None of the above? I guess feed heavily before you leave? Healthy and well fed frogs should be able to handle 10 days without being fed, especially if the tank is well seeded with microfauna.

My bigger concern personally would be temp and humidity.


----------



## Fantastica (May 5, 2013)

I was having a temperature concern when thinking about a 4 day vacation in July. Thankfully, I found a thermostat wall plug-in that when I plug my AC in, it'll turn on to cool off the room if it gets too hot. As far as humidity, Not sure what I'm going to do there.


----------



## zach77 (Feb 8, 2012)

The difference between 1 and 10 days can be huge depending on husbandry. Having someone knowledgeable that can at least check in and react to common issues during the vacation would give you a lot of peace of mind.


----------



## TheCoop (Oct 24, 2012)

Luckily my father in law is retired and stays at the house when we go on vacation..


----------



## Gnarly (Mar 3, 2011)

I'm with hypostatic on this one.. my fat frogs would probably benefit from a ten day cleanse... 
& I wouldn't be too worried with humidity either, my tanks have plenty of water in the false bottom to keep them going over a ten day, or shorter vacation. I imagine most tanks that have been established for a short period of time would be about the same.


----------



## Lukeomelas (Mar 15, 2005)

I agree with these guys, 7-10 days is no problem for well fed frogs. Feed em good before you leave and they'll be fine. Longer than that, you might want to find a frogsitter. 

I have made some very small fly cultures in that past that I would place in the viv for long trips.
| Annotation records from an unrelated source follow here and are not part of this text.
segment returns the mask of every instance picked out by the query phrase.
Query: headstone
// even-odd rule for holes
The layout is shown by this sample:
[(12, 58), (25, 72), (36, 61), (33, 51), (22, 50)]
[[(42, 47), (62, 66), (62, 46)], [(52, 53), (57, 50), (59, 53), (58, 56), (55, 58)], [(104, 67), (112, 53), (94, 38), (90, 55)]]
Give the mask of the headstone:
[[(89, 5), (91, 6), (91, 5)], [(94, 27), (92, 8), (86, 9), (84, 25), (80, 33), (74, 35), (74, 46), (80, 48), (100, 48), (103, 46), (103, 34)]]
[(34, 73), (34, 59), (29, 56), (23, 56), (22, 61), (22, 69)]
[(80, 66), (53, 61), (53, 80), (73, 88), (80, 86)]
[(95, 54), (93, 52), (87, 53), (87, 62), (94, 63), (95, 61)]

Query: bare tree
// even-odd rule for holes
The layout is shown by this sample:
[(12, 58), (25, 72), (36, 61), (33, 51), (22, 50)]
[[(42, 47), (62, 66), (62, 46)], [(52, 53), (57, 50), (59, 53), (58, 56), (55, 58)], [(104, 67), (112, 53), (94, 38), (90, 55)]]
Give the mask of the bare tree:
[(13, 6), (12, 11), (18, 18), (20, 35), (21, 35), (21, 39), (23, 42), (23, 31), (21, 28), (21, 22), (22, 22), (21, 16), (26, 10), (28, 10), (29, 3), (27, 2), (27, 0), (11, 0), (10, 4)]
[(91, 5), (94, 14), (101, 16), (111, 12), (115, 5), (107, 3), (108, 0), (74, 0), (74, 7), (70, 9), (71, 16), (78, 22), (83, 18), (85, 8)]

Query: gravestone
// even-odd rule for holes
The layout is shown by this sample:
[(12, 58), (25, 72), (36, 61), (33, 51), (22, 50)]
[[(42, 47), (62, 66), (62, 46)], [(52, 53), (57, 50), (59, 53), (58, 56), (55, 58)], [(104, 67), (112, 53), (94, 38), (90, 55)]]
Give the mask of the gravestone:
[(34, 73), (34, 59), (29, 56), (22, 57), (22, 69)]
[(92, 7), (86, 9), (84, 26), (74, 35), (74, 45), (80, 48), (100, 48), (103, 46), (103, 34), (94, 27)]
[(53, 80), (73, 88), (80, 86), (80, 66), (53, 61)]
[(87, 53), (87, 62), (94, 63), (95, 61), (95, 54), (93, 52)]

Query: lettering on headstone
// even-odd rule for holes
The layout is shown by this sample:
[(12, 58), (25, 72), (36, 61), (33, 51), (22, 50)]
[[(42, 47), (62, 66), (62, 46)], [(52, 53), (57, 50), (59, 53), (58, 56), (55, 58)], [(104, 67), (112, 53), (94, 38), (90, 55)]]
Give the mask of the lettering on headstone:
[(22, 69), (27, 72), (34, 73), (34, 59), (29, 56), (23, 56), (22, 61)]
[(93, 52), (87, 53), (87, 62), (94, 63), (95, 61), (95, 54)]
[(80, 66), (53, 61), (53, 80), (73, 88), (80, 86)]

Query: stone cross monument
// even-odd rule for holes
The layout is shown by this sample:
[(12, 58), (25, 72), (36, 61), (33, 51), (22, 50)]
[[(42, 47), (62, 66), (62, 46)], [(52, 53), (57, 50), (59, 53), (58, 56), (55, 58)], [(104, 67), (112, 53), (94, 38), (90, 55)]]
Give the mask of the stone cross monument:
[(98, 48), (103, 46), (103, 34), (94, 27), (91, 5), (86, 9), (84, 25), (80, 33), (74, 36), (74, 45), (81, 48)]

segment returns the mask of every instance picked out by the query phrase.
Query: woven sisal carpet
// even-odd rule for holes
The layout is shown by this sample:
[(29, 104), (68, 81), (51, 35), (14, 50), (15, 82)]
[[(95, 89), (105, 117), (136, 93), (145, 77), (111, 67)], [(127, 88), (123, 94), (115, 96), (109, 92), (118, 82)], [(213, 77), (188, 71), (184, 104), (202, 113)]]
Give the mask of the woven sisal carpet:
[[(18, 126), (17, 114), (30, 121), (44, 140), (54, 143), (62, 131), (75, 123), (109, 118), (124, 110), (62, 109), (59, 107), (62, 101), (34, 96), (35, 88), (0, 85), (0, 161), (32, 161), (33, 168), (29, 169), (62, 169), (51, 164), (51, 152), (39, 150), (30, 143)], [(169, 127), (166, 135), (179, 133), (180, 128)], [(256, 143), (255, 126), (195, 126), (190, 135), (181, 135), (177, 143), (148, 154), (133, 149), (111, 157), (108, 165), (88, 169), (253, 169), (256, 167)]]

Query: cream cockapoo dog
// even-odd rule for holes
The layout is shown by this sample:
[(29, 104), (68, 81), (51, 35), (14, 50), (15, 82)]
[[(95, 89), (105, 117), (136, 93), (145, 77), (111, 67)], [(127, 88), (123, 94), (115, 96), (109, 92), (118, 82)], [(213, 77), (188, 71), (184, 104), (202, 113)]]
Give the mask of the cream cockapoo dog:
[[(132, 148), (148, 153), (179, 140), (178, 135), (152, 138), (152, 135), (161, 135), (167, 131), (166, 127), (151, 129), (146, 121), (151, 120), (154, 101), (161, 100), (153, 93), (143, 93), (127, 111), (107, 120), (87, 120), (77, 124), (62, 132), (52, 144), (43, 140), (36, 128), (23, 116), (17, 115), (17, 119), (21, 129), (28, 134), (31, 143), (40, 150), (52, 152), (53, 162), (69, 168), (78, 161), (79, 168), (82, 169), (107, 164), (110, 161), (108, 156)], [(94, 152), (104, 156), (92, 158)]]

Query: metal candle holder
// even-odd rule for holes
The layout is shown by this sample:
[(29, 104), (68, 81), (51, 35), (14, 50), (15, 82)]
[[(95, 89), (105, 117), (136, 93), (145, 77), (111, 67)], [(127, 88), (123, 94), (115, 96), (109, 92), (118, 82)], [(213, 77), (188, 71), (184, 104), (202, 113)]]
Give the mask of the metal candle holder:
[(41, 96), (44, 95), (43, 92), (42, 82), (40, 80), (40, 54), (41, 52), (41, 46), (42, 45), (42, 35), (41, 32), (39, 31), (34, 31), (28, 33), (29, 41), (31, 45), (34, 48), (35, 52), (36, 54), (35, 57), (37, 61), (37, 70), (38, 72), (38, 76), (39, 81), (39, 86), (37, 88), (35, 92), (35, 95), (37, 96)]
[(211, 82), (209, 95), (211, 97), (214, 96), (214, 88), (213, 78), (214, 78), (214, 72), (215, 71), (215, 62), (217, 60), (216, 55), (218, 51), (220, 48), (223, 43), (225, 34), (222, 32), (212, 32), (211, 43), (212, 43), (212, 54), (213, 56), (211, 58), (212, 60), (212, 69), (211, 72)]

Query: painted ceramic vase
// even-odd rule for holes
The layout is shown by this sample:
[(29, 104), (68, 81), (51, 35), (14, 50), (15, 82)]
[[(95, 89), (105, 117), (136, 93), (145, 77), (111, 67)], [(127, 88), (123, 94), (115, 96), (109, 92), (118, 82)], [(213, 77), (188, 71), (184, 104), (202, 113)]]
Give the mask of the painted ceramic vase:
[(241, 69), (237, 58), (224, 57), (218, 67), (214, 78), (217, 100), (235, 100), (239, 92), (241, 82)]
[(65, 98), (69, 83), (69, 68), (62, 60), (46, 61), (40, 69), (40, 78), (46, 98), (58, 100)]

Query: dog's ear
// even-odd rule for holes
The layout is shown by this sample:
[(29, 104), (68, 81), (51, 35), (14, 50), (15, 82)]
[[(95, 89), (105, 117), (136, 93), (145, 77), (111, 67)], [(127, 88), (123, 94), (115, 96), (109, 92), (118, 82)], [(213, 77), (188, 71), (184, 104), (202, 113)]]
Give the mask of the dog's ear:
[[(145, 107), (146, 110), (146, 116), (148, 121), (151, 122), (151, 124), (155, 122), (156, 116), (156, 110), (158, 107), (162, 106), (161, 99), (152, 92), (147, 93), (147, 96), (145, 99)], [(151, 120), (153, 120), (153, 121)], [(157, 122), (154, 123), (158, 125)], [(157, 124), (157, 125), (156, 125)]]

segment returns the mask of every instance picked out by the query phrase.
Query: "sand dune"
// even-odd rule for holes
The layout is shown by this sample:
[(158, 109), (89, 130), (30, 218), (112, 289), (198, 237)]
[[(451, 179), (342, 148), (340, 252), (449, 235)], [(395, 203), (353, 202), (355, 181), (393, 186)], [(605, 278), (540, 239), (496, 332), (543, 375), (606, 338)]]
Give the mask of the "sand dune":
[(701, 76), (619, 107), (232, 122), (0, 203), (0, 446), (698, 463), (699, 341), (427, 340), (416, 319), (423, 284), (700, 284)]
Make sure it starts to produce just before you go. Just be careful, because you'll come home to some real porkers! 


Sent from my iPhone using Tapatalk


----------



## Baltimore Bryan (Sep 6, 2006)

I would be worried about froglets, who may not have as much weight on them to last 7 days as an adult would. Young frogs I think could definitely benefit from extra feedings, even if it's just every 2-3 days.
I have a friend or neighbor come to feed frogs and other pets while away, but I'm sure most of mine could go for longer if needed.
Bryan


----------



## GP dynamite (Feb 19, 2013)

I've been experimenting leaving a smaller culture started about 3-4 days earlier in the tank with great success. I put a third of the media I normally would, give the flies 3-4 days to reproduce then place the container into the tank. The flies get gobbled up immediately. Within a few days the frogs are feasting on larvae. In another 2-3 days the culture produces significantly less since frogs have eaten most of the larvae. Some larvae drop into the tank and morph into ff. I've been doing this with melanos with great results. I have been supplementing with dusted hydei once per week but there is a constant supply of melanos for them. 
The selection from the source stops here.